This generally outlines my development plan. The plan is composed around two objectives, as follows:
- TrAE – Develop a framework to learn an intertask mapping function similar to the Reinforcement Transfer Learning framework [Ammar] based on building common feature subspaces between tasks/domains. Rather than using a three-way Restricted Boltzmann Machine where training is based on an energy function, use a denoising autoencoder where training is based on reconstruction error.
- Extend the use of this framework towards cross-modal transfer using a custom set of tasks.
Towards Objective 1
Source Learning Agents and Basic Tasks
- Setup Mountain Car and Cart Pole tasks, and
- Setup an agent that can learn these.

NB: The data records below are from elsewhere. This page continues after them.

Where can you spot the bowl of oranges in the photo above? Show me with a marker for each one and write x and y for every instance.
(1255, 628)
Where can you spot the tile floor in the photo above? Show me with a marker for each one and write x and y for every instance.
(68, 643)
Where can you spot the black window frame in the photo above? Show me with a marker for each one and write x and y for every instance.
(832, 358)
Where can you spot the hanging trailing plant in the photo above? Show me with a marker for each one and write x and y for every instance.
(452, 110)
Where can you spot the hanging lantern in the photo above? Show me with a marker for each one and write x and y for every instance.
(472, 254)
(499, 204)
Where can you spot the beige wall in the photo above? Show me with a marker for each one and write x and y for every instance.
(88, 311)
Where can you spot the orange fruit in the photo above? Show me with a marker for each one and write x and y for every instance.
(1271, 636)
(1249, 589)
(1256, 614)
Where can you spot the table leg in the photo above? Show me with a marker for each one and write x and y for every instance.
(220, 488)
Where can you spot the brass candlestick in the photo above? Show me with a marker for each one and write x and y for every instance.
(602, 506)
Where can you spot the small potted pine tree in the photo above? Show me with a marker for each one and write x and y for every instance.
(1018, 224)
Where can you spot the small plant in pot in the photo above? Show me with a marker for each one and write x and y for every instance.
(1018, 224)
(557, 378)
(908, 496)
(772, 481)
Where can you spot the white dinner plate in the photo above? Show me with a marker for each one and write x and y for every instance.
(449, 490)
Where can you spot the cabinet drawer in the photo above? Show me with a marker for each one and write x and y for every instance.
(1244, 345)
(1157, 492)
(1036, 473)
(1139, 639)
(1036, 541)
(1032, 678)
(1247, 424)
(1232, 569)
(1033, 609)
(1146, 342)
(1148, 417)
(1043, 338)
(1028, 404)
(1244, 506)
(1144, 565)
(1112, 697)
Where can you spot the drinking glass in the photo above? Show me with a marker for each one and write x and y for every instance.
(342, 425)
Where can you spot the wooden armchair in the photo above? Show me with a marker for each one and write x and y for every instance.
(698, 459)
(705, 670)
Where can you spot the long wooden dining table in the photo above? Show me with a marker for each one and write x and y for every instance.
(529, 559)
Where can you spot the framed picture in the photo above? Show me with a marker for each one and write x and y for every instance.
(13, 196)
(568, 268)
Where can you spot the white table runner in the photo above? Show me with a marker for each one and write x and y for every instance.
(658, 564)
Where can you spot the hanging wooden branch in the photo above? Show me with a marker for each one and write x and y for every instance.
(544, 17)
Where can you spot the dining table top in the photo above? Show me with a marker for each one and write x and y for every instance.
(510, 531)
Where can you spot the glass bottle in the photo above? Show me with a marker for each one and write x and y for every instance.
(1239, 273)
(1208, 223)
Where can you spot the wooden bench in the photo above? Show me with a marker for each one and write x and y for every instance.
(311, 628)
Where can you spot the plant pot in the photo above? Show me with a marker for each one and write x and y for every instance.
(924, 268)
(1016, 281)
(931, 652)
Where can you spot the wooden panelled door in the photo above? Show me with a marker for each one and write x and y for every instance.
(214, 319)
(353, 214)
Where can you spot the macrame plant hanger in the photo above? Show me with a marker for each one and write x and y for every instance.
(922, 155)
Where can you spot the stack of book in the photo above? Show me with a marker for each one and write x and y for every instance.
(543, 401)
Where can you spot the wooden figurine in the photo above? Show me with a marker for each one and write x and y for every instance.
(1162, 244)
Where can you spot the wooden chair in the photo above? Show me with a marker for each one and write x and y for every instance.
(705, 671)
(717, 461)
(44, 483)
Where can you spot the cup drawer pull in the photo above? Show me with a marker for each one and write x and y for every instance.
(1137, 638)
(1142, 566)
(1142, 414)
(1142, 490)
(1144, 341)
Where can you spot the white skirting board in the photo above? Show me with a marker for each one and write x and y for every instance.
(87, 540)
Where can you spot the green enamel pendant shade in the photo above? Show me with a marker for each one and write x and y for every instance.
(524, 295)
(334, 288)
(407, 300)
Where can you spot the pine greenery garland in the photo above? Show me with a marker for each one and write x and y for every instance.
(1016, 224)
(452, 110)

This agent will provide training and transfer samples for the TrAE (Transfer AutoEncoder).
Intertask Mapping – TrAE – Transfer Agent
- Setup the pipeline so that samples from the learning agents can be consumed by the training phase of a Three-way or Relational AutoEncoder.
- Develop or appropriate a relational denoising autoencoder
Transfer – Target Learning Agent
- Setup an RL agent that uses as instance-based algorithm (Least Squares Policy Iteration or Fitted-Q Iteration has been used).
Objective 1 provides the basic framework for completing Objective 2. It provides the mechanisms for RL and the framework for learning an intertask mapping function.
Towards Objective 2
- PUSH Task – Agent must learn to push a block to a goal
- PUSH STICKS – Agent must learn to use sticks as extensions to push a block to a goal
- HERD Task – Agent (shephard) must learn to use commands to direct another agent (herding dog) to herd other agents (sheep)
Other Objectives or shortcomings that it would be nice to address.
- Include the reward component in instance samples.
- methods of transfer (instance, parameter, representation) must match the target learning agent. It would be nice to find some way to generalize the transfer.